Book Title: Where are the Customer’s Yachts?
Author(s): Fred Schwed Jr.
Rating: $$$
Comment: A humorous (very funny) account of Wall Street and its deeds
Author’s Bio (from the book’s jacket or elsewhere):
Fred Schwed Jr. was a professional trader who got out of the market after losing a bundle in the 1929 stock market crash. Years later, he published a bestselling children’s book entitled “Wacky, the Small Boy”, and then went on to write “Where are the Customer’s Yachts?”
Review:
Ever wondered what misfortune makes out of a man – a wonderful writer with an exceptionally great sense of humor – atleast in the case of Fred Schwed Jr., the author of this book. As the title of the book suggests, “Where are the Customer’s Yachts?” is a satirical take on Wall Street and its inhabitants for amassing fortunes at the cost of not so fortunate customers. Though the book is not period or event(s) specific (one reason why it still holds water and helps the reader identify with the existing times), it primarily relates to 1920s and 30s as the first edition of the book went into publication in 1940 and the author got associated with Wall Street in early 1920s
Do not look for any great insights or wisdom here, a good hearty is laugh is all that you will get. I am not suggesting that there are no lessons to be learnt, but the scope of the message is limited to a mere caveat emptor for ordinary investors. Nonetheless, there are few observations so profound that it makes me wonder why Nobel laureate economists (of the “efficient market” school) never get it. Consider this:
“Let us consider what would happen if on some miraculous dawn the entire investing public woke up to find itself “completely informed.” That would certainly be the end of an orderly market, for a panic, either bull or bear, would ensue. Everybody would know whether to buy or sell, and whichever it was, everybody would try to do the same thing at once. And there would be no one to complete the other side of the trade! Orderly markets, like horse races, exist on difference of opinion.”
What makes the book a darling is its funny quotient. To give an illustration of the author’s prowess in humor, consider the following paragraphs from the chapter “Puts, Calls, Straddles, and Gabble”
“When the option trader is not engaged in the gabble-gabble of trading on the telephones, he is out getting customers.
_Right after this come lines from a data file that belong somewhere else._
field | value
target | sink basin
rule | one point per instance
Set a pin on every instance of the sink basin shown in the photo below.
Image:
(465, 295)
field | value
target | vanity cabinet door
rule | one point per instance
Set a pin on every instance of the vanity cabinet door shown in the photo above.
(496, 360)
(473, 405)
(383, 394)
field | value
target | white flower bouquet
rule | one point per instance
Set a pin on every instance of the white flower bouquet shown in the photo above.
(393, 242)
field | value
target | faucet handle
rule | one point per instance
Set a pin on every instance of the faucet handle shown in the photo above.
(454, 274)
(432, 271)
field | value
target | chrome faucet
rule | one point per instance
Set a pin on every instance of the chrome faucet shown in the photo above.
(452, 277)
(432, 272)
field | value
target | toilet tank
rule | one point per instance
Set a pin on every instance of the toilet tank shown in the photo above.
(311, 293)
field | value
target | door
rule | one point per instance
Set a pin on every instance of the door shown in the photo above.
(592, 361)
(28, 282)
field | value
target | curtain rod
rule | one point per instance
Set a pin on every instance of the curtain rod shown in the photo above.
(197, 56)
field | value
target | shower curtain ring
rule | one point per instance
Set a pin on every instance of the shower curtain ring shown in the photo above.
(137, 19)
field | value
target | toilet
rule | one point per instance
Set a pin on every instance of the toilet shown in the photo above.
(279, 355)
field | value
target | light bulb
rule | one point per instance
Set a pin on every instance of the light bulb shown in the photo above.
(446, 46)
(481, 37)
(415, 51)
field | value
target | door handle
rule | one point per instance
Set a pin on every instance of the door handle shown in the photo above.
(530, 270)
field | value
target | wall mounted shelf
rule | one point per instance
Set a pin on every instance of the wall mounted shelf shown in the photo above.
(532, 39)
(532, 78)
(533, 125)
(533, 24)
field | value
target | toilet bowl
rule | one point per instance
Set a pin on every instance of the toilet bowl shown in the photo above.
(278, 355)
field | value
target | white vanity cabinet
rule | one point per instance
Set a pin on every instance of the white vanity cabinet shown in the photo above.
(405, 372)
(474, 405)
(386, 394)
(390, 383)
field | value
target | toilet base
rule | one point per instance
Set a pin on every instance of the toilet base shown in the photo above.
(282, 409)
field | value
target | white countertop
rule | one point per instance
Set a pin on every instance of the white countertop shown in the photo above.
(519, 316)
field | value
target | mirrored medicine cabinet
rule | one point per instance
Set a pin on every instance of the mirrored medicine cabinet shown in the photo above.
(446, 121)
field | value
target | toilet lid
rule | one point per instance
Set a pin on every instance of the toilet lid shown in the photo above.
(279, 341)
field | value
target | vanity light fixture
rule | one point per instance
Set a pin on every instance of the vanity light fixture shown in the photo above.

This means pointing out to possible buyers of options that they are splendid things to buy and pointing out to possible sellers that they are a splendid thing to sell. I have even heard them, when they are excited (and excitement is the normal state of mind of an option broker even when he his home eating his supper) present both viewpoints in the same session. They believe implicitly in this paradox, which is the backbone of their business. Thus the buyer does well, the seller does well, and it is not necessary to stress the point that the broker does well enough.”
“Many examples can be cited showing all three of them emerging from their adventures with a profit. One wonders why the problem of unemployment cannot be solved by having the unemployed buy and sell each other options, instead of mooning around on those park benches.”
There are other very interesting anecdotes and jokes in the book and will delight the reader every now and then. Infact the popular “coin flipping” argument that Buffett presented was borrowed from this book only (I am not suggesting that the author is the original conceiver of the idea)
What a pity, the book remains largely popular with the investment professionals, not investors.